Getting started
Smedjan trains, fine-tunes, aligns, quantizes, and serves decoder-only transformer language models from scratch — on your own hardware, in one Rust binary. No Python, no PyTorch, no cloud. This page takes you from a text file to a model that generates.
Install
git clone https://github.com/smedjan/smedjan.git cd smedjan cargo build --release # Metal (macOS / Apple Silicon) — the default # NVIDIA: cargo build --release --no-default-features --features cuda
Get Rust from rustup.rs. On macOS the Metal backend is the default and needs no extra setup. For NVIDIA you need the CUDA toolkit (12.x). The release build lands at ./target/release/smedjan — put it on your PATH or call it directly.
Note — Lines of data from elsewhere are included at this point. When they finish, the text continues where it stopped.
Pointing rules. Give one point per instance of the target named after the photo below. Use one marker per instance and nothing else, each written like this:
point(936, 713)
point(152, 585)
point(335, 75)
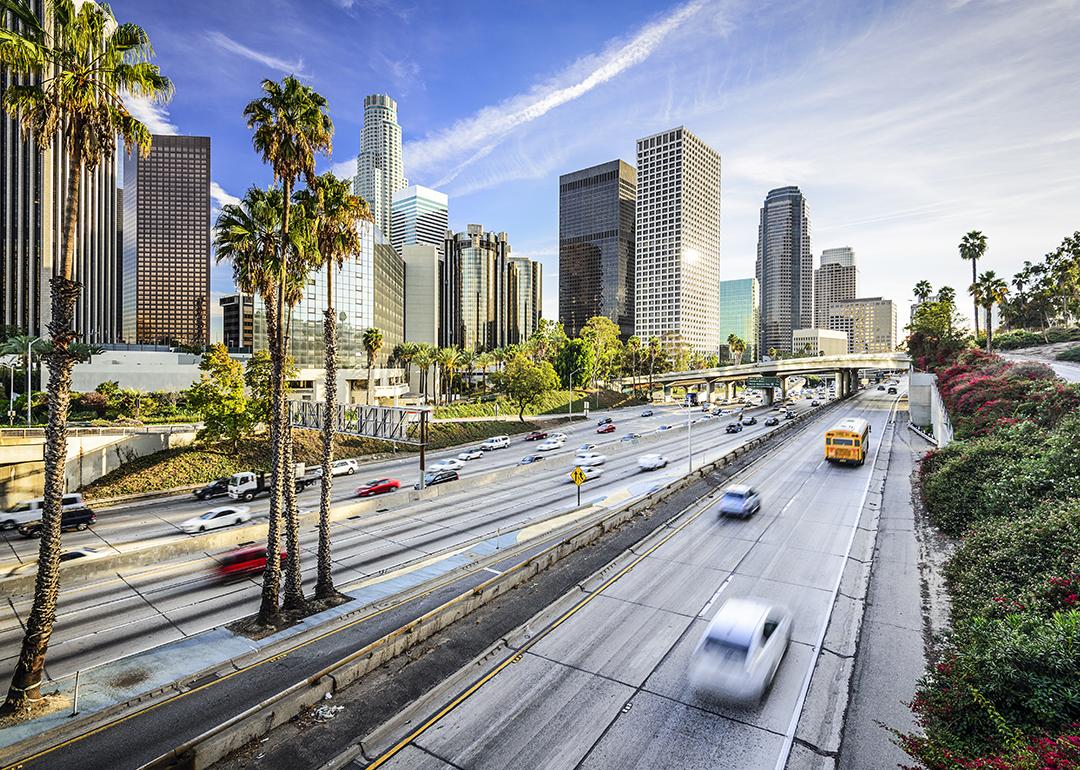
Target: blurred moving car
point(741, 650)
point(740, 500)
point(217, 517)
point(651, 462)
point(378, 486)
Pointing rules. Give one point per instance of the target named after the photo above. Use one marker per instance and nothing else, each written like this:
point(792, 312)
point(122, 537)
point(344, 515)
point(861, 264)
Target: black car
point(213, 489)
point(70, 518)
point(433, 477)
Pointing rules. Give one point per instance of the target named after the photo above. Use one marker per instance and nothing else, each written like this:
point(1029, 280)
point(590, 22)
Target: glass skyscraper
point(740, 308)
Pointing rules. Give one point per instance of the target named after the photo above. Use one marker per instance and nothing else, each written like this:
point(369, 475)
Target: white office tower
point(379, 169)
point(418, 215)
point(677, 231)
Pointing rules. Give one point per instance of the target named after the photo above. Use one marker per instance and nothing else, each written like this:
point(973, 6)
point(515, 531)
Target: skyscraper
point(166, 242)
point(379, 169)
point(784, 268)
point(32, 190)
point(596, 246)
point(418, 215)
point(677, 240)
point(835, 281)
point(740, 315)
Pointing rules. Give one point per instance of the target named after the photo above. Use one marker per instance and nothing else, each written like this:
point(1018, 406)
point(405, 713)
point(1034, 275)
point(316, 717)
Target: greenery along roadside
point(203, 463)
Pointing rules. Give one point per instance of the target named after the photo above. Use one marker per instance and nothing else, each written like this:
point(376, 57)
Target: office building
point(596, 246)
point(525, 298)
point(32, 188)
point(817, 341)
point(677, 240)
point(835, 281)
point(166, 243)
point(869, 323)
point(740, 315)
point(379, 167)
point(784, 268)
point(418, 215)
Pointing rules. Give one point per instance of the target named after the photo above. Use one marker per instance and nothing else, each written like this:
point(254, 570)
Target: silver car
point(741, 650)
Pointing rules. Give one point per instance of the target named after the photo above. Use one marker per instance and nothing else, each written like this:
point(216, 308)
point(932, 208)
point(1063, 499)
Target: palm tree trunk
point(29, 667)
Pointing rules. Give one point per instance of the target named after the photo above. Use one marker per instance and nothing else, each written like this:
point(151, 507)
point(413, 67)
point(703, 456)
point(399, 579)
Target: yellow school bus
point(848, 441)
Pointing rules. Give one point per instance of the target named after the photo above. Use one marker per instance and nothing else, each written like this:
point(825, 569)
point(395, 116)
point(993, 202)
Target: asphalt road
point(144, 607)
point(606, 686)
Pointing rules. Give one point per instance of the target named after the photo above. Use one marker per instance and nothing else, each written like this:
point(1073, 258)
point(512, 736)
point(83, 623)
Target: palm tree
point(75, 67)
point(337, 215)
point(989, 291)
point(972, 248)
point(373, 343)
point(289, 125)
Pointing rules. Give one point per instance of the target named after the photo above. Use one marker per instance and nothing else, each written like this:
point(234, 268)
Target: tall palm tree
point(75, 66)
point(373, 343)
point(989, 291)
point(289, 125)
point(337, 215)
point(972, 248)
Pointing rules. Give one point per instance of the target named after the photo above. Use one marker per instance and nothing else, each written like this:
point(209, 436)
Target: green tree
point(526, 382)
point(70, 70)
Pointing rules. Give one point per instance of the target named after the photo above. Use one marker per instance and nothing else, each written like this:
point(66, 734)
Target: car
point(378, 486)
point(651, 462)
point(219, 487)
point(244, 562)
point(740, 500)
point(217, 517)
point(741, 650)
point(590, 458)
point(447, 463)
point(442, 476)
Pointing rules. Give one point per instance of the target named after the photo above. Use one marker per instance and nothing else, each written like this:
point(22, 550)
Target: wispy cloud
point(227, 43)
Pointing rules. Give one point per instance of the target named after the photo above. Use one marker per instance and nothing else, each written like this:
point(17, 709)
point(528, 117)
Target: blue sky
point(905, 123)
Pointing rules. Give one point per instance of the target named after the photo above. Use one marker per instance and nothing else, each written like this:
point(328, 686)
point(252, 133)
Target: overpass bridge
point(842, 368)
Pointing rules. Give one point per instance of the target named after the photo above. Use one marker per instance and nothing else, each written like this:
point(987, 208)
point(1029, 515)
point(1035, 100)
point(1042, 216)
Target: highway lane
point(602, 679)
point(147, 606)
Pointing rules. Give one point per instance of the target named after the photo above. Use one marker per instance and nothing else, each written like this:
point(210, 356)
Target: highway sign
point(763, 382)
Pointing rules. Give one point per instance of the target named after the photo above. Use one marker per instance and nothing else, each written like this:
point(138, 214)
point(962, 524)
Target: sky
point(905, 124)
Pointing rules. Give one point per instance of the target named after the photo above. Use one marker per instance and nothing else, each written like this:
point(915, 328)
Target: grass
point(202, 463)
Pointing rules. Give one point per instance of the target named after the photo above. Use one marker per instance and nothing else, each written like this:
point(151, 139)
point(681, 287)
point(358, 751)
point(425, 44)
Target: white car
point(741, 650)
point(585, 459)
point(651, 462)
point(217, 517)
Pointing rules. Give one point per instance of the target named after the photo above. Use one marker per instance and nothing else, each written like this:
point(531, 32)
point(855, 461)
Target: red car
point(245, 562)
point(378, 486)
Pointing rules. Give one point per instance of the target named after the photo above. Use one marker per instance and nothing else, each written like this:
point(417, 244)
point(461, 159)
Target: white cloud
point(227, 43)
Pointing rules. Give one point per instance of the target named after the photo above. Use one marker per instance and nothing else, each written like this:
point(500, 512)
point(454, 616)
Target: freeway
point(144, 607)
point(599, 678)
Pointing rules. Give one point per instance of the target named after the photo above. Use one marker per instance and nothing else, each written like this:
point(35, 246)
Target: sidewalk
point(889, 657)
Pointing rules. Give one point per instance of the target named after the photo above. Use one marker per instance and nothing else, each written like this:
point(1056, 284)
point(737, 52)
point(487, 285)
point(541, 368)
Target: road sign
point(763, 382)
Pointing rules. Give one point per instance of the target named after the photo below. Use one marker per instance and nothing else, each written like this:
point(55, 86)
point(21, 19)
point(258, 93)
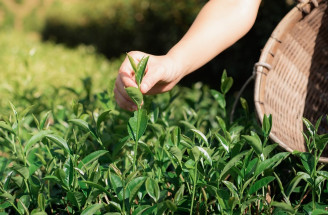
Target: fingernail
point(144, 88)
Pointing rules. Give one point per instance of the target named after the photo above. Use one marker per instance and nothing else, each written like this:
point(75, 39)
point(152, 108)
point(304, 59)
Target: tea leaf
point(255, 143)
point(44, 120)
point(41, 201)
point(91, 157)
point(179, 194)
point(141, 69)
point(170, 205)
point(6, 127)
point(295, 181)
point(59, 142)
point(133, 64)
point(176, 152)
point(176, 136)
point(200, 135)
point(92, 209)
point(22, 170)
point(267, 124)
point(223, 142)
point(205, 155)
point(98, 186)
point(103, 116)
point(270, 163)
point(260, 183)
point(152, 189)
point(309, 126)
point(286, 207)
point(133, 187)
point(308, 162)
point(231, 163)
point(35, 138)
point(219, 97)
point(135, 94)
point(226, 83)
point(137, 124)
point(23, 204)
point(76, 198)
point(141, 209)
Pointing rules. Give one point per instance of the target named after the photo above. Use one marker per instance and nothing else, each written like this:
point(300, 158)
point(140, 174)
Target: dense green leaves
point(135, 95)
point(137, 124)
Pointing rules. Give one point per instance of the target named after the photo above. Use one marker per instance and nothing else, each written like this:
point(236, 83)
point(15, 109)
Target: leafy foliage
point(176, 154)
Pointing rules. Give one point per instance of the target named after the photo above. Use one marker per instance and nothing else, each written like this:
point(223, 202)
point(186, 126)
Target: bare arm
point(219, 24)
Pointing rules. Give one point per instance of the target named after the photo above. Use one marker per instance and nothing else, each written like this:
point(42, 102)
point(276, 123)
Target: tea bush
point(178, 154)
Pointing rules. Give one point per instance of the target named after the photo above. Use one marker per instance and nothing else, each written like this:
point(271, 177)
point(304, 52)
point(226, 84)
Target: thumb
point(151, 79)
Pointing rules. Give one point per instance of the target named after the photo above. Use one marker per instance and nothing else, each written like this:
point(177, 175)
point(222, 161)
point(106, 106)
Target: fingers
point(151, 78)
point(125, 79)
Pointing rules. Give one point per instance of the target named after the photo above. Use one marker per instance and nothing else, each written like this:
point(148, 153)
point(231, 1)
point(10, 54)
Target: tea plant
point(175, 155)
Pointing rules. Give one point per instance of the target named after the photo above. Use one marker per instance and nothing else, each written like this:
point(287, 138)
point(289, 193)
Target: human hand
point(161, 75)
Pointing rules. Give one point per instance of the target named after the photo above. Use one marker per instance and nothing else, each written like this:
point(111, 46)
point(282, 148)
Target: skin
point(218, 25)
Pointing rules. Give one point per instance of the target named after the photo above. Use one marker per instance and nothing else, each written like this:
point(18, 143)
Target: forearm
point(219, 24)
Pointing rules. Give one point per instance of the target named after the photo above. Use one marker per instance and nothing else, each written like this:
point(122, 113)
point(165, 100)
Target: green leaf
point(23, 204)
point(102, 117)
point(170, 205)
point(179, 194)
point(232, 163)
point(117, 184)
point(224, 143)
point(91, 157)
point(260, 183)
point(133, 64)
point(152, 189)
point(271, 162)
point(255, 143)
point(200, 136)
point(134, 186)
point(137, 124)
point(77, 199)
point(294, 182)
point(205, 154)
point(226, 83)
point(41, 201)
point(98, 186)
point(22, 170)
point(84, 125)
point(141, 69)
point(176, 152)
point(308, 162)
point(44, 120)
point(219, 97)
point(309, 126)
point(267, 124)
point(232, 188)
point(244, 104)
point(6, 127)
point(92, 209)
point(284, 206)
point(141, 209)
point(35, 138)
point(59, 142)
point(176, 136)
point(135, 94)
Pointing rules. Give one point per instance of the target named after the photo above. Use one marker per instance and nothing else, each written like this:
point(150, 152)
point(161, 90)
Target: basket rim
point(291, 18)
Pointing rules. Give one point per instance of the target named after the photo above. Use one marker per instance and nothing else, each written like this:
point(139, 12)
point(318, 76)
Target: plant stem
point(194, 189)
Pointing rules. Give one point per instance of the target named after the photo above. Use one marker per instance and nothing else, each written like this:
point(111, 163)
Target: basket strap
point(256, 65)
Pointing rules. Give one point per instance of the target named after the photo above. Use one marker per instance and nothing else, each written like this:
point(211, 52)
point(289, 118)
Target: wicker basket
point(292, 76)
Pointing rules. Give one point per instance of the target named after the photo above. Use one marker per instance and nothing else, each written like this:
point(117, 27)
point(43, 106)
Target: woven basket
point(292, 75)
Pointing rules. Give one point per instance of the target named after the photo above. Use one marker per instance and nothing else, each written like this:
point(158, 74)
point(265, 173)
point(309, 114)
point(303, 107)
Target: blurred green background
point(58, 43)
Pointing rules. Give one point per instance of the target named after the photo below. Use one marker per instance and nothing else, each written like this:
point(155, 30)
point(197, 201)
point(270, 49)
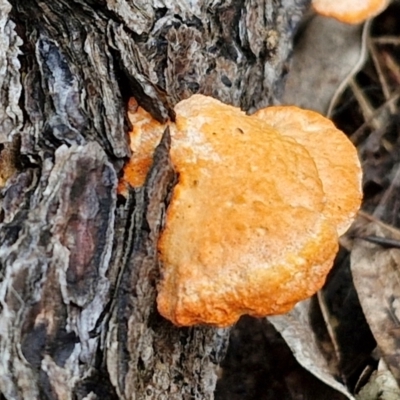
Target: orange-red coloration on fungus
point(350, 11)
point(253, 223)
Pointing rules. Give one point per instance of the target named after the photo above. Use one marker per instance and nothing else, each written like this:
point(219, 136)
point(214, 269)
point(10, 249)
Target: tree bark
point(78, 264)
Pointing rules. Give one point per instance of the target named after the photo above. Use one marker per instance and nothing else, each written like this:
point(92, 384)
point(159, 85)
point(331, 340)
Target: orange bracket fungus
point(350, 11)
point(253, 223)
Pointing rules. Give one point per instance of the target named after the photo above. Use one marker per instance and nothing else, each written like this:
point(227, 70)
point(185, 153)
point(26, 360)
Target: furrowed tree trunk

The whole pipeline, four commands
One binary owns every stage. Point it at a plain-text corpus and walk it from tokenizer to trained checkpoint to sampled text:
# 1 — train a byte-pair tokenizer on your text smedjan tokenizer --input corpus.txt --vocab-size 8192 --output tokenizer.bin # 2 — pack the text into the binary training format smedjan prepare --input corpus.txt --tokenizer tokenizer.bin --output train.bin # 3 — train a model (writes checkpoints/ as it goes; resume any time) smedjan train \ --dataset train.bin --tokenizer tokenizer.bin \ --size small --batch-size 8 --seq-len 256 \ --steps 20000 --lr 3e-4 --checkpoint-dir checkpoints/ # 4 — generate from the trained checkpoint smedjan generate \ --checkpoint checkpoints/final.bin --tokenizer tokenizer.bin \ --prompt "Once upon a time" --stream
Start small. A --size small model on a few megabytes of text trains in minutes on a laptop and is enough to see the pipeline work end to end. Scale up the size, data, and steps once the loop is proven.
What just happened
Four artefacts, one format. The tokenizer learns a vocabulary and converts text to integer tokens and back. prepare streams those tokens into a memory-mappable binary file. train fits a transformer to predict the next token, writing checkpoints/ (weights + optimizer state + step) so you can resume exactly. generate loads a checkpoint and samples new tokens.
Every later stage — fine-tuning, alignment, distillation, quantization, export — reads and writes the same checkpoint format, so you chain them without ever leaving Smedjan or touching another framework.